Si l’on en croit les sondages, notamment l’enquête Ipsos-Sopra Steria réalisée pour le Cevipof et publiée le 21 avril, 58 % des Français se déclarent insatisfaits de la façon dont “le gouvernement gère la crise”, et 45 % se déclarent “en colère” face à la situation en France. 

Il y a de bonnes raisons de l’être : d’abord, ces grandes déclarations citées plus haut, en décalage complet avec la réalité de l’épidémie. Ensuite, les nombreuses pénuries, difficiles à cacher dans un tel contexte.

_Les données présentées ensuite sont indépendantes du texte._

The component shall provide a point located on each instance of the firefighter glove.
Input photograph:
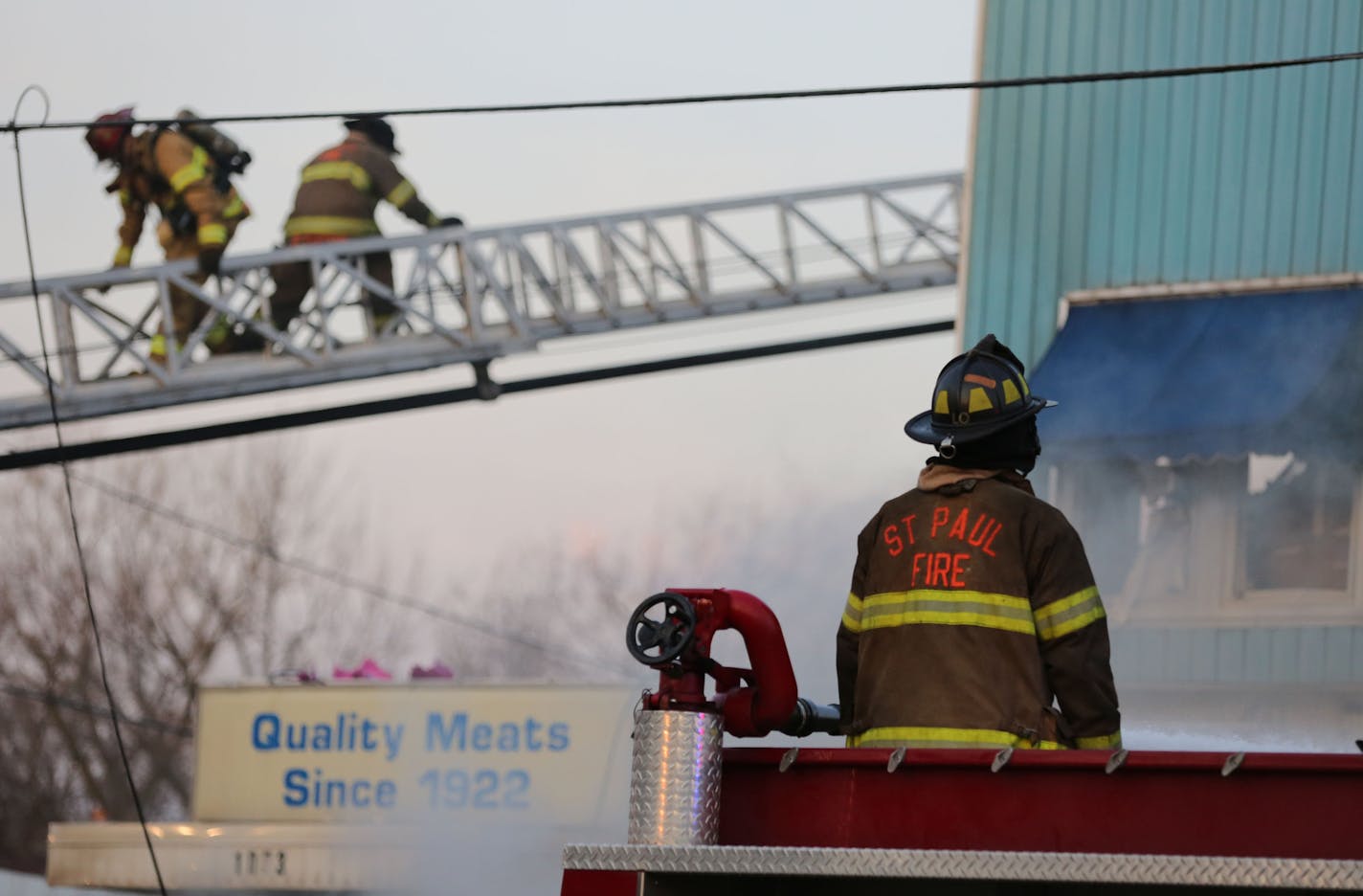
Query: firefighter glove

Pas assez de lits de réanimation (surprise ! Le gouvernement ferme des milliers de lits d’hôpitaux depuis 15 ans ; nous avons 5500 lits de soins intensifs aujourd’hui… contre 28 000 en Allemagne), pas assez de respirateurs pour les malades ayant besoin d’être intubés (merci Decathlon, qui a transformé ses masques de plongée en respirateurs pour pallier l’incurie du gouvernement ; celui-ci a depuis passé une commande en urgence de 10 000 appareils auprès de plusieurs entreprises françaises … mais ceux-ci ne seraient pas adaptés aux besoins des services de réanimation, a révélé Radio France), pas assez de masques (surprise ! Le gouvernement a décidé, entre 2011 et 2013, pour des raisons de coût, entre autres, de ne plus renouveler les stocks préventifs de masques FFP2 ; en 2009, la France disposait de 723 millions de ces masques en stock), et pas assez de tests : bon nombre de personnes ayant des symptômes n’ont jamais pu savoir s’il s’agissait bien du coronavirus, et ont été renvoyées chez elles avec de simples consignes de quarantaine. 

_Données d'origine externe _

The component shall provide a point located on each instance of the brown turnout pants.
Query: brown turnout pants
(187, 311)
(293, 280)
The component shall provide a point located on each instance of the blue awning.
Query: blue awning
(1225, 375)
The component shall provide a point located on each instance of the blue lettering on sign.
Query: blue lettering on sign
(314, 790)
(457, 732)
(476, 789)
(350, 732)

Le Maroc et la Turquie font mieux que la France

Depuis, l’exécutif a tenté de se rattraper, Macron a multiplié les prises de parole publiques, le premier ministre et ses camarades ont promis la “transparence” totale au peuple français. Chaque soir, comme un gage que l’épidémie est bien sous contrôle désormais, le directeur de la santé, Jérôme Salomon, égrène en direct ses chiffres morbides. En parallèle, nos dirigeants saluent le courage des soignants (les mêmes soignants qui se faisaient éborgner quelques mois plus tôt en manif’ contre la réforme des retraites) et l’hôpital public (celui qu’ils cassent depuis quinze ans et qui fonctionne sous perfusion, grâce aux dons généreux de milliers de personnes), vantent la puissance de la solidarité nationale et la force de l’Etat français. CQFD.

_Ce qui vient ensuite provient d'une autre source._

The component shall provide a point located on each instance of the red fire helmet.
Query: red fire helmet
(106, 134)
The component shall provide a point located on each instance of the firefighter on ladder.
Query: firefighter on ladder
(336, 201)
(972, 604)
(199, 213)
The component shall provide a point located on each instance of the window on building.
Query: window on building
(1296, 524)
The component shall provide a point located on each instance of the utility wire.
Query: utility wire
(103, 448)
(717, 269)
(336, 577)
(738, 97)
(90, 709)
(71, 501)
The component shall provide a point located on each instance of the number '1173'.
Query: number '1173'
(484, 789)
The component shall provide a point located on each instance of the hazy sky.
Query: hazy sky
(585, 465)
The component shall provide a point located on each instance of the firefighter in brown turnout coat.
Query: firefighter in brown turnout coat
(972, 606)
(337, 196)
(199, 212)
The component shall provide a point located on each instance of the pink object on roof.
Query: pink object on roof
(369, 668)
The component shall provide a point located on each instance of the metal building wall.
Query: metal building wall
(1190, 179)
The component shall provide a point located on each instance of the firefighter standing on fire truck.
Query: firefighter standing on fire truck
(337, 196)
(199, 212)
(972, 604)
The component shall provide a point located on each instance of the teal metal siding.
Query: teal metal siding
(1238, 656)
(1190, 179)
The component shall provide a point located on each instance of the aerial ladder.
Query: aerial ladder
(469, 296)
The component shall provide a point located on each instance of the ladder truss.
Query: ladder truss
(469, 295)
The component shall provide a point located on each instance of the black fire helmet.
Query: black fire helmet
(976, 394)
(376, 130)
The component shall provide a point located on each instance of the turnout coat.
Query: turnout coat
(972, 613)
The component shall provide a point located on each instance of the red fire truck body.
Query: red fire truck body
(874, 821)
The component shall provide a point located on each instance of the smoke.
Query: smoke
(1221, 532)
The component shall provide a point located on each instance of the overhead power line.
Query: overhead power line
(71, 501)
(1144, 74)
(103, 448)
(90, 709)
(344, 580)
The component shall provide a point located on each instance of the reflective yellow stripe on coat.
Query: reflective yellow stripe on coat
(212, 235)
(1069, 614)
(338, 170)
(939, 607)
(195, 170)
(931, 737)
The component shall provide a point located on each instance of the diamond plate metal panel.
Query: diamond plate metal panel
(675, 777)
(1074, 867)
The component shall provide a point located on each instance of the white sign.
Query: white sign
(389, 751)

La réalité : pour l’heure, il est plus facile de trouver un masque au Maroc (8 centimes d’euros dans n’importe quel supermarché) et de se faire dépister en Turquie (5,3 tests pour 1000 habitants, contre 5,1 en France, selon l’OCDE. En Allemagne, c’est 17 pour 1000 habitants). Oui, vous avez bien lu : le Maroc et la Turquie font mieux que la sixième puissance mondiale, que la “Nation Française” sur laquelle aiment tant discourir nos dirigeants. A l’heure où nous écrivons, la vente de masques vient, lundi 27 avril, d’être “autorisée” dans les pharmacies françaises. Il était temps. D’autant que cette “autorisation”, édictée en haut lieu, est probablement à voir autrement : jusqu’à présent, la vente de masques en pharmacie était “interdite”, tout simplement parce qu’il n’y avait pas de masques à vendre. Un moyen, une fois encore, de cacher la pénurie.

En creusant un peu, l’incurie de l’Etat apparaît encore plus cruellement. C’est ce qu’a montré Le Point, dans un article qui explique comment la France s’est “privée de 150 000 à 300 000 tests par semaine“. On y apprend, notamment, que dès le 15 mars, de nombreux laboratoires vétérinaires ont proposé aux préfectures et aux Agences régionales de santé leurs capacités considérables de tests (100 000 par semaine).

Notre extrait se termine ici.